Any takers of this syntax?
select * from posts
where exists( from comments where author_id = posts.author_id and post_id = posts.post_id)
That EXIST clause doesn't have a look and feel of projecting unnecessary data. Now, you might not immediately like that (though might be if you are C# programmer that is accustomed to Linq syntax), so for better or for worse, we have to contend with the fact that in order to make parsing job easier, the language designer have designed that the query inside of EXISTS clause must conform to normal SQL syntax too. Language aesthetics or language symmetry also played a factor here.
Now are the irrational feelings that the asterisk inside EXISTS project data warranted? It's not, contrary to popular belief, database engineers are smarter than you and I will ever be. Do application programmers think that the database vendors wanted to lose their product mindshares to their competitors?
Database is a complex product that potential bottleneck like that construct won't let go past unnoticed, the keyword EXISTS is already a directive to RDBMS that data projecting should be suppressed from query inside of EXISTS. Why should they blindly project data inside of EXISTS?
To disprove that irrational fear that EXISTS clause is projecting data(it isn't), try this in your favorite database:
select * from posts
where exists(select 1/0 from comments where author_id = posts.author_id and post_id = posts.post_id)
Did it result to divide by zero error? If it is, try to hurl criticisms to the vendor of your favorite database. But rest assured, we can be practically sure that our database won't blindly project data inside of EXISTS clause.
If only all database supports tuple testing, we can do this:
select * from posts where (author_id,post_id) in (select author_id, post_id from comments)
But some database don't support that tuple testing.

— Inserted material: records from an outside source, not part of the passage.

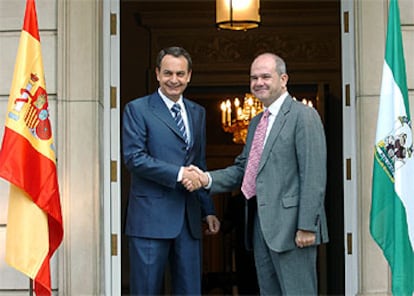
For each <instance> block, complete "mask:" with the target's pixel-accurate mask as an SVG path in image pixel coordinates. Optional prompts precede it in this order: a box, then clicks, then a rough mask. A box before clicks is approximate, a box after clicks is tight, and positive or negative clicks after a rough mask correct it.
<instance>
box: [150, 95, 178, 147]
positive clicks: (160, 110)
mask: <svg viewBox="0 0 414 296" xmlns="http://www.w3.org/2000/svg"><path fill="white" fill-rule="evenodd" d="M149 107H150V110H151V111H152V112H153V114H154V116H156V117H157V118H159V119H160V120H161V121H162V122H164V123H165V125H167V126H168V127H169V128H170V129H171V130H172V131H173V132H174V133H175V134H177V136H178V137H180V138H181V139H182V140H183V141H185V140H184V138H183V136H182V134H181V133H180V131H179V130H178V127H177V124H176V123H175V121H174V118H173V116H172V114H171V112H170V110H168V108H167V105H165V103H164V101H163V100H162V99H161V97H160V96H159V95H158V93H157V92H155V93H153V94H152V95H151V97H150V99H149Z"/></svg>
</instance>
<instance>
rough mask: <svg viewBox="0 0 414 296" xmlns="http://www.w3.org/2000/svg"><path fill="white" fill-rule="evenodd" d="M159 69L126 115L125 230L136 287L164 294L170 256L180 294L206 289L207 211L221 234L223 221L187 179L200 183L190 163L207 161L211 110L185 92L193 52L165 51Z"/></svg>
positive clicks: (123, 138)
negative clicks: (129, 176) (192, 189)
mask: <svg viewBox="0 0 414 296" xmlns="http://www.w3.org/2000/svg"><path fill="white" fill-rule="evenodd" d="M155 70H156V75H157V80H158V82H159V88H158V90H157V91H156V92H154V93H152V94H150V95H148V96H145V97H142V98H138V99H135V100H133V101H131V102H129V103H128V104H127V105H126V107H125V110H124V116H123V132H122V137H123V155H124V161H125V164H126V166H127V168H128V170H129V171H130V173H131V187H130V193H129V200H128V208H127V218H126V229H125V232H126V235H127V236H128V238H129V256H130V268H131V269H130V275H131V276H130V291H131V294H132V295H156V294H160V293H161V289H162V284H163V276H164V271H165V267H166V265H167V263H168V262H169V264H170V268H171V277H172V293H173V294H179V295H200V294H201V272H202V269H201V258H202V256H201V243H200V240H201V237H202V225H201V223H202V218H205V221H206V222H207V225H208V229H207V230H208V232H209V233H217V232H218V231H219V228H220V223H219V221H218V219H217V218H216V216H215V212H214V205H213V202H212V199H211V198H210V197H209V196H208V194H207V193H206V192H205V191H204V190H200V191H196V192H189V191H187V190H186V189H185V188H184V186H183V185H182V184H181V181H182V180H183V179H186V180H192V181H193V182H195V183H197V182H199V181H198V177H197V175H196V174H195V173H194V172H193V171H191V170H190V169H189V168H188V166H189V165H191V164H193V165H196V166H198V167H200V168H203V169H205V168H206V160H205V146H206V114H205V109H204V108H203V107H202V106H200V105H198V104H196V103H194V102H191V101H189V100H187V99H185V98H183V92H184V90H185V89H186V87H187V85H188V83H189V82H190V79H191V73H192V61H191V57H190V55H189V54H188V53H187V51H185V50H184V49H183V48H180V47H170V48H166V49H163V50H161V51H160V53H159V55H158V57H157V61H156V69H155ZM176 104H178V106H177V105H176ZM196 185H197V184H196ZM198 185H199V184H198Z"/></svg>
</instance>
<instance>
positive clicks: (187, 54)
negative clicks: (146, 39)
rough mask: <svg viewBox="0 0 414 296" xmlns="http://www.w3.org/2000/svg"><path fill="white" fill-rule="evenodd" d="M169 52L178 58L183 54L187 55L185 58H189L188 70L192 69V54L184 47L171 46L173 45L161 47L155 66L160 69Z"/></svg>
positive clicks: (187, 61) (187, 63)
mask: <svg viewBox="0 0 414 296" xmlns="http://www.w3.org/2000/svg"><path fill="white" fill-rule="evenodd" d="M167 54H169V55H172V56H174V57H176V58H178V57H181V56H182V57H185V59H186V60H187V65H188V71H190V70H191V69H192V68H193V61H192V60H191V56H190V54H189V53H188V52H187V51H186V50H185V49H184V48H182V47H178V46H171V47H166V48H163V49H161V50H160V52H159V53H158V56H157V60H156V64H155V66H156V67H157V68H158V69H160V68H161V61H162V59H163V58H164V57H165V56H166V55H167Z"/></svg>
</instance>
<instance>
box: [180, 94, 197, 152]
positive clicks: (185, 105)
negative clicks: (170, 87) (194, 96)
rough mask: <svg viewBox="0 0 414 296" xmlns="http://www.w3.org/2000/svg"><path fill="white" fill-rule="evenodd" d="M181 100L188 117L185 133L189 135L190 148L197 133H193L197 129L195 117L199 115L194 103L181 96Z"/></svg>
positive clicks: (189, 143)
mask: <svg viewBox="0 0 414 296" xmlns="http://www.w3.org/2000/svg"><path fill="white" fill-rule="evenodd" d="M183 102H184V105H185V110H186V112H187V118H188V127H189V131H187V133H188V134H189V135H190V143H189V145H188V146H189V148H191V147H192V146H193V144H194V139H196V137H197V135H196V134H195V133H196V131H197V130H198V129H196V128H195V126H196V122H195V120H196V118H198V117H199V115H198V113H197V110H196V108H195V106H194V104H193V103H192V102H191V101H189V100H187V99H185V98H183Z"/></svg>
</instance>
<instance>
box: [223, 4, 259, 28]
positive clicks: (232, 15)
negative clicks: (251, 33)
mask: <svg viewBox="0 0 414 296" xmlns="http://www.w3.org/2000/svg"><path fill="white" fill-rule="evenodd" d="M259 8H260V0H216V25H217V27H218V28H220V29H228V30H247V29H253V28H257V27H258V26H259V24H260V14H259Z"/></svg>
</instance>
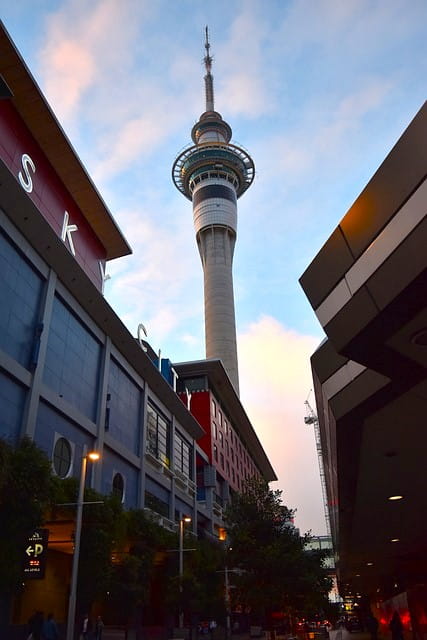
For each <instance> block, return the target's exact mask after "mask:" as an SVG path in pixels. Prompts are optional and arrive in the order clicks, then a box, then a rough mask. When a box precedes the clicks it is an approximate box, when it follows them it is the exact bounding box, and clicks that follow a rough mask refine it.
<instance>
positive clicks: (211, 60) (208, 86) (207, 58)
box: [203, 27, 215, 111]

So we have to do this:
select * from posts
where /* (author_id,post_id) in */
(select author_id, post_id
from comments
where author_id = posts.author_id and post_id = posts.post_id)
If I would have to translate the tuple testing to WHERE EXISTS clause, I would retain the two fields in first WHERE clause and put them in comment brackets; and inside of EXISTS clause, I would preserve the tuples to be tested upon, it makes for great documentation. It's better than EXISTS(SELECT 1) and EXISTS(SELECT *)
On some database, they have sleep function to simulate delay. To prove that our database discard data projection of EXISTS clause. Try to do this (change the pg_sleep with your database's equivalent):
select * from posts
where exists(
select pg_sleep(5000) -- 5 seconds delay
from comments where author_id = posts.author_id and post_id = posts.post_id)
test=# select * from posts
where exists(
select pg_sleep(5000)
from comments
where author_id = posts.author_id and post_id = posts.post_id);
author_id | post_id | post
777 | 1 | what is optimization
(1 row)
Time: 1.548 ms
As we can see, it didn't incur any delay
Strive for readability first before applying cargo cult programming. Don't have that irrational fear that asterisk always gets expanded to data projection
Now, I'm not suggesting to application programmers that they convert all their EXISTS(SELECT 1 FROM ..) to EXISTS(SELECT * FROM ..). Just remove the irrational fear, eliminate or minimize your
Cargo Cult Programming.
I don't mind if application programmers or colleagues are used to with EXISTS(SELECT 1..), but I would do mind if they will go out their way to
bikeshed and point out that EXISTS(SELECT * ) is not efficient. I trust the engineers of database more than the programmers who just merely use database.